…with a bit of strategic thinking
They come back, every now and then. Subqueries are far from being perfect at MySQL and they can give you some serious headaches.
Skilled MySQL developers know it better. They avoid subqueries as much as they can. It is not that subqueries do not work, it is just that the optimizer sometimes is, well, “not that optimised”.
So you may stay away from subqueries with some good SQL review. But what happens when the subquery is automatically generated by a script or a tool? If you can change the statement, I’m afraid you need to find some serious workarounds that vary case by case.
Here is an example that I found few weeks ago when I visited one of our customers.
Our customer used Magento for its site. Magento used a couple of queries that I will report here as sales and sales_items, although they are not their real name:
CREATE TABLE `sales` (
`sales_id` int(11) NOT NULL,
`sales_entity` int(11) NOT NULL,
`sales_status` int(11) NOT NULL,
PRIMARY KEY (`sales_id`),
KEY `ix2` (`sales_entity`)
) ENGINE=InnoDB DEFAULT CHARSET=latin1;
CREATE TABLE `sales_items` (
`sales_item_id` int(11) NOT NULL,
`product_id` int(11) NOT NULL,
`quantity` int(11) NOT NULL,
PRIMARY KEY (`sales_item_id`),
KEY `ix2` (`product_id`)
) ENGINE=InnoDB DEFAULT CHARSET=latin1;
Both queries had tens of thousands of rows, but in our example I will use only few rows:
mysql> select * from sales;
+----------+--------------+--------------+
| sales_id | sales_entity | sales_status |
+----------+--------------+--------------+
| 1 | 1 | 1 |
| 2 | 1 | 2 |
| 3 | 2 | 1 |
| 4 | 2 | 2 |
| 5 | 3 | 1 |
| 6 | 3 | 2 |
| 7 | 4 | 1 |
| 8 | 4 | 2 |
| 9 | 5 | 1 |
| 10 | 5 | 2 |
+----------+--------------+--------------+
10 rows in set (0.00 sec)
mysql> select * from sales_items;
+---------------+------------+----------+
| sales_item_id | product_id | quantity |
+---------------+------------+----------+
| 1 | 1 | 1 |
| 2 | 1 | 1 |
| 3 | 2 | 1 |
| 4 | 2 | 1 |
| 5 | 3 | 1 |
| 6 | 3 | 1 |
+---------------+------------+----------+
6 rows in set (0.00 sec)
The application was running very slow. When we analysed the query log using SkySQL Enterprise Monitor, we found an UPDATE like this:
UPDATE sales SET sales_status = ?
WHERE sales_entity IN (
SELECT DISTINCT sales_item_id
FROM sales_items
WHERE product_id IN (?) )
The update was executed several times in a minute and it took several seconds to be executed.
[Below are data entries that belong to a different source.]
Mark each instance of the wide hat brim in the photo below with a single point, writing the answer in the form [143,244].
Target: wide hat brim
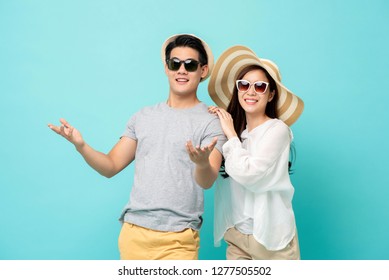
[231,63]
[206,47]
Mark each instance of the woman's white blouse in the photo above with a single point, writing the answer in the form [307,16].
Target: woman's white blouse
[258,185]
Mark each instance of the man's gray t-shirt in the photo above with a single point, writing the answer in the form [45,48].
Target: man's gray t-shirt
[165,195]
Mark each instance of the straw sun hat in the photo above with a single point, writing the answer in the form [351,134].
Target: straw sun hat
[206,47]
[225,73]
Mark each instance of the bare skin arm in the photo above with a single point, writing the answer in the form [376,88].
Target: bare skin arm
[108,165]
[207,160]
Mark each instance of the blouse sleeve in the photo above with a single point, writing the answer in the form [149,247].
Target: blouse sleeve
[254,168]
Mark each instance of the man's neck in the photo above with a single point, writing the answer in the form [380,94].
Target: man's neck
[182,102]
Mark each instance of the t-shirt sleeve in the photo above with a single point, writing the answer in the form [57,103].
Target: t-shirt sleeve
[129,131]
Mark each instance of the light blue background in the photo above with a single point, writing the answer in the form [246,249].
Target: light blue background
[97,62]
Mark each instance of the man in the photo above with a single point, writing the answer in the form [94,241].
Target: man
[174,144]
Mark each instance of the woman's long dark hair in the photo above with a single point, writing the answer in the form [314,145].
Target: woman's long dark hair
[239,115]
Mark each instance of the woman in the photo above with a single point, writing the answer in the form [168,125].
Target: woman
[253,201]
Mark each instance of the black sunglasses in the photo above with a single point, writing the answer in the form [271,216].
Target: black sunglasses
[190,65]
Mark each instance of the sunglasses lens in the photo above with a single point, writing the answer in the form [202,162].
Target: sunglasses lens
[260,87]
[243,86]
[191,65]
[173,64]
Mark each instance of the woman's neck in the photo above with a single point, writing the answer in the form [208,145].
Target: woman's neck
[254,120]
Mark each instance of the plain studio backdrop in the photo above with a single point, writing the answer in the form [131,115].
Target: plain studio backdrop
[96,63]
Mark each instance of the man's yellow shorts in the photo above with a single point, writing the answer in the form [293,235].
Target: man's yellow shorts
[138,243]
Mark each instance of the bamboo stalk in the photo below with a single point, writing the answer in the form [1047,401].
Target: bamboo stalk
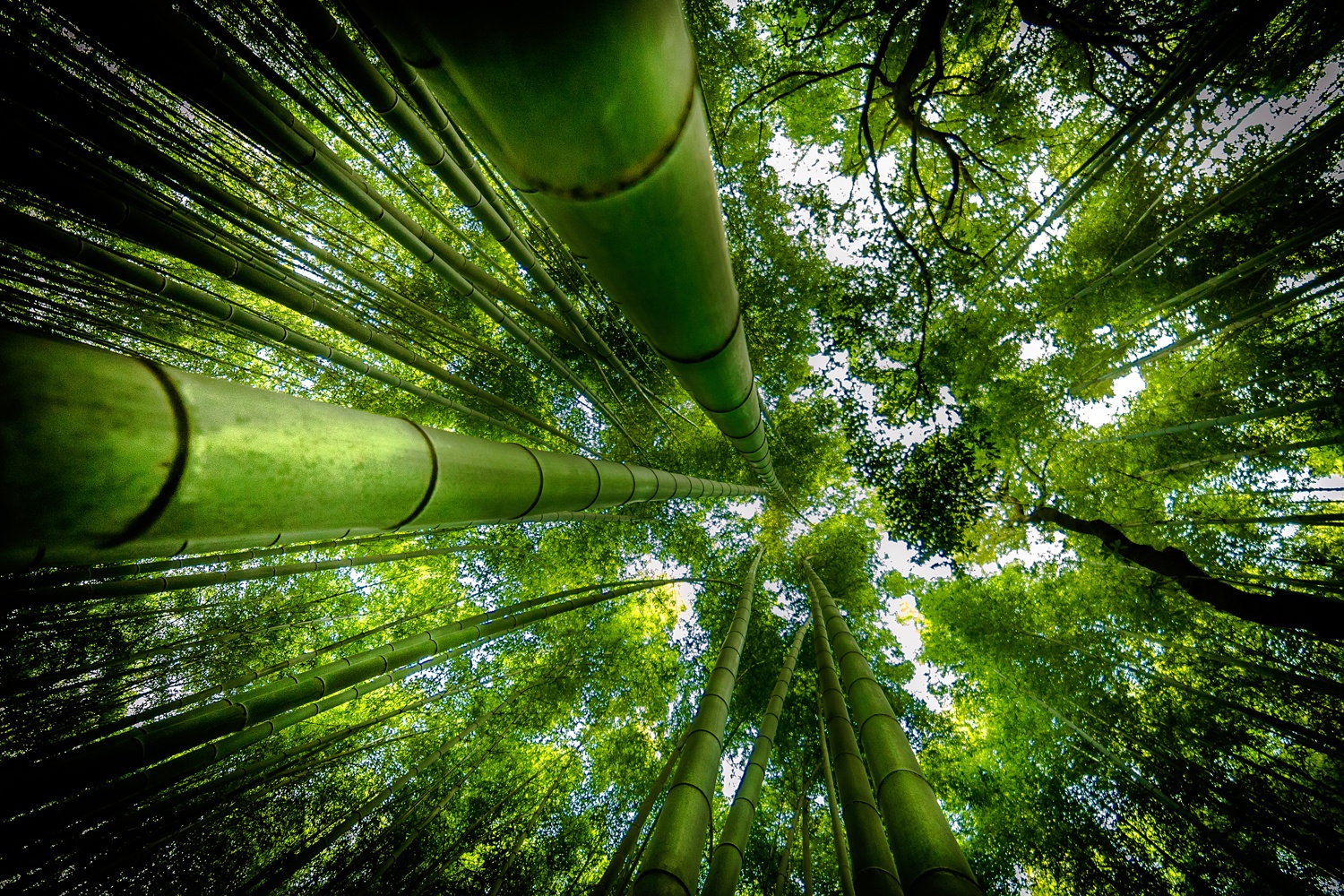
[838,833]
[633,191]
[922,844]
[116,458]
[726,863]
[616,864]
[159,584]
[1193,426]
[874,871]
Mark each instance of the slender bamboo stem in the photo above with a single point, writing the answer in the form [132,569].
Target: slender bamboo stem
[922,844]
[676,847]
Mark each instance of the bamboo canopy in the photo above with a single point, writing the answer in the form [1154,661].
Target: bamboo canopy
[109,457]
[597,117]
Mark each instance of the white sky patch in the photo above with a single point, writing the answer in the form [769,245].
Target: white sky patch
[1038,349]
[650,567]
[820,166]
[903,621]
[1039,549]
[1107,410]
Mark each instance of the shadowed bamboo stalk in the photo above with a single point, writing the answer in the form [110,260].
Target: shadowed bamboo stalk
[255,675]
[1193,426]
[806,848]
[616,864]
[1220,202]
[253,713]
[128,210]
[726,863]
[53,242]
[159,584]
[1284,607]
[676,847]
[922,844]
[838,834]
[202,72]
[80,573]
[110,458]
[628,182]
[874,871]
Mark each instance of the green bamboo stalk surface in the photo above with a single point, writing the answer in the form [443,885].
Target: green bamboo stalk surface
[676,847]
[109,458]
[926,852]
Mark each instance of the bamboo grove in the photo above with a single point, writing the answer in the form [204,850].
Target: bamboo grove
[653,447]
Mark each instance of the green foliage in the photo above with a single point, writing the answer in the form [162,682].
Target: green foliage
[940,346]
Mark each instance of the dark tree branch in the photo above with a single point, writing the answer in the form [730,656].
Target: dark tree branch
[1284,608]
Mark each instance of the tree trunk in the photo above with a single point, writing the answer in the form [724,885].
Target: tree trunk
[922,844]
[110,457]
[676,848]
[632,836]
[726,863]
[659,250]
[1322,616]
[874,868]
[838,834]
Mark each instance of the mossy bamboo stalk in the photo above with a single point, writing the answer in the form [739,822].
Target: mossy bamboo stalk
[1260,312]
[113,571]
[874,871]
[252,713]
[726,863]
[784,871]
[209,75]
[1322,134]
[112,458]
[676,847]
[159,584]
[1193,426]
[806,848]
[330,37]
[136,215]
[922,844]
[628,182]
[616,864]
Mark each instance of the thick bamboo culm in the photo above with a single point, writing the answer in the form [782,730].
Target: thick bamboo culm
[110,457]
[927,856]
[626,182]
[874,871]
[675,850]
[726,863]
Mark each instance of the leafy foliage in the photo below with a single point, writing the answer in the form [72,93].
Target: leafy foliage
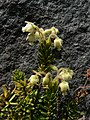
[42,96]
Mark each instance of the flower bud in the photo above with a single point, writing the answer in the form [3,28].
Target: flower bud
[54,30]
[34,79]
[30,27]
[65,74]
[46,79]
[64,87]
[58,43]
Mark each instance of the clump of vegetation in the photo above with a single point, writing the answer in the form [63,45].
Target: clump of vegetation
[43,96]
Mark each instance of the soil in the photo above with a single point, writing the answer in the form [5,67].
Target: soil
[71,17]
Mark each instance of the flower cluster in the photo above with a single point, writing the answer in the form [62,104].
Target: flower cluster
[36,33]
[63,74]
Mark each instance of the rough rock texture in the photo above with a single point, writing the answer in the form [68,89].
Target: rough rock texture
[71,17]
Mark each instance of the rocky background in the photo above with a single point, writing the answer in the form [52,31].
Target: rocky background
[71,17]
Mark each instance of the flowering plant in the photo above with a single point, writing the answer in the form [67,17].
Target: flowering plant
[43,96]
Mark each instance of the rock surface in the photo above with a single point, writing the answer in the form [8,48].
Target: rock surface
[71,17]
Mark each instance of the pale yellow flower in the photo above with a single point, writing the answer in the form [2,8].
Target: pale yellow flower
[65,73]
[64,87]
[34,79]
[47,79]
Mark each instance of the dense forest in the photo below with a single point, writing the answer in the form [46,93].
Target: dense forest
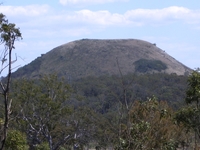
[108,112]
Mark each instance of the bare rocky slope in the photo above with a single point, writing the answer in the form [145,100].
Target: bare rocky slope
[93,57]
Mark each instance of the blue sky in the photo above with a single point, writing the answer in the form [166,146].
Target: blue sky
[174,25]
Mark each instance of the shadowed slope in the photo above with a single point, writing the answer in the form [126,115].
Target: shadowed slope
[90,57]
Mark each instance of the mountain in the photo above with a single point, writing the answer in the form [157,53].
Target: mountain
[94,57]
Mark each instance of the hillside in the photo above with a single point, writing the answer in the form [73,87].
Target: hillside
[91,57]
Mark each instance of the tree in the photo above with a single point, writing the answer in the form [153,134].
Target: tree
[9,34]
[151,127]
[16,140]
[189,116]
[43,111]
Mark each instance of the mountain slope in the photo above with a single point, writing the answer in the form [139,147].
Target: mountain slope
[91,57]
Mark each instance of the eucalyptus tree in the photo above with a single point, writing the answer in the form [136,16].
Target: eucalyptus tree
[9,34]
[189,115]
[42,111]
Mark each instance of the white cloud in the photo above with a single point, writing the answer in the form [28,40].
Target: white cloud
[162,16]
[67,2]
[31,10]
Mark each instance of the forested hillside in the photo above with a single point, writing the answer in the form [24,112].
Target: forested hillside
[107,112]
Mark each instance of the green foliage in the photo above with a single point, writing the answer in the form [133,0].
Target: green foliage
[16,141]
[189,116]
[42,146]
[193,91]
[151,127]
[42,111]
[145,65]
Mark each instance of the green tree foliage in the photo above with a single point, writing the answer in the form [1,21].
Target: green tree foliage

We already knew that the issue was in the subquery, but just to explain the situation to the customer we wanted to show an execution plan.
As you may know, you cannot use EXPLAIN with and UPDATE statement, therefore we use a SELECT that acts like the UPDATE. This SELECT did the trick:
SELECT * FROM sales
WHERE sales_entity IN ( SELECT DISTINCT sales_item_id
FROM sales_items
WHERE product_id IN (3) );
+----------+--------------+--------------+
| sales_id | sales_entity | sales_status |
+----------+--------------+--------------+
| 9 | 5 | 1 |
| 10 | 5 | 2 |
+----------+--------------+--------------+
2 rows in set (0.00 sec)
The execution plan of the query is:
EXPLAIN SELECT * FROM sales
WHERE sales_entity IN (
SELECT DISTINCT sales_item_id FROM sales_items
WHERE product_id IN (3) );
+----+--------------------+-------------+-----------------+---------------+---------+---------+------+------+-------------+
| id | select_type | table | type | possible_keys | key | key_len | ref | rows | Extra |
+----+--------------------+-------------+-----------------+---------------+---------+---------+------+------+-------------+
| 1 | PRIMARY | sales | ALL | NULL | NULL | NULL | NULL | 10 | Using where |
| 2 | DEPENDENT SUBQUERY | sales_items | unique_subquery | PRIMARY,ix2 | PRIMARY | 4 | func | 1 | Using where |
+----+--------------------+-------------+-----------------+---------------+---------+---------+------+------+-------------+
2 rows in set (0.00 sec)
As you can see, the query uses the index in the subquery to retrieve the rows from sales_items, but then it does not use the index on sales_entity in sales. The result is that the UPDATE takes several seconds to be executed, because mysqld performs a full scan of the sales table.
If you want to check the details of this issue, you can have a look at the infamous bug 18826 - http://bugs.mysql.com/bug.php?id=18826
So what should you do to fix the problem? If you cannot change the statement, I am afraid there is not much you can do. We were luck and the customer could change the statement. By changing the select with a LEFT JOIN that replaces the subquery, something like:
SELECT sales.* FROM sales LEFT JOIN sales_items
ON (sales.sales_entity = sales_items.sales_item_id )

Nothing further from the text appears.